Once I got my supplies in order, I found a Diwali playlist on Saavn (the South Asian version of Spotify or Pandora) and started the ceremony. You start all Hindu pujas by welcoming Lord Ganesh because he's considered the remover of obstacles. I recited some prayers to Ganesh that I learned as a kid and found this sense of peace coming over me. Once I finished with the song I knew, I took the coins and washed them one by one. (FYI, I had three bowls. One of panchamrut, one of water, and one that was empty to pour into.) Using my right hand to hold the coin, I would take a spoon of the panchamrut in my left hand and pour it over the coin while rubbing it (as if I was cleaning it) with my right hand. Normally, this is something done by a couple or a pair where one person pours the spoon (with their right hand) and the other rubs the coin (with their right hand). Your left hand is considered dirty so you do everything with your right hand when it comes to Indians; eat, shake hands, transfer money, etc. After five spoons of the panchamrut, I would take the water and do the same thing, washing the nectar off. I would then dry the coin off and place it in my little temple and then making a red dot/mark on it. Once I was done with all of the coins, I brought out the prasad (cupcake) and then sat there and prayed for a little bit.

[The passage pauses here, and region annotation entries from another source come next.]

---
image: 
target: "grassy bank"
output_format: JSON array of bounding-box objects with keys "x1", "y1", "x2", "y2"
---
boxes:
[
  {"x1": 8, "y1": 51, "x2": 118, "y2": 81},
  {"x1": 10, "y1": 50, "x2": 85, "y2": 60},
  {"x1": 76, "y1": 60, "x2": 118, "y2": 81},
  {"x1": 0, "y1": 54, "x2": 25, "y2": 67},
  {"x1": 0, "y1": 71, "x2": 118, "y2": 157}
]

I can't remember the last time I've felt so calm and relaxed, to the point where I got teary-eyed without any warning. Traditions and festivals like this remind me of home and it always gets me, just a little bit. It was a welcome and needed break in my day, almost a reminder that hey, things are going to be okay. And afterward, once I finished up, once I had my cupcake prasad, and I went back to my computer to work on planning my trip, things started to fall into place better than they had all day. Hmm. Interesting.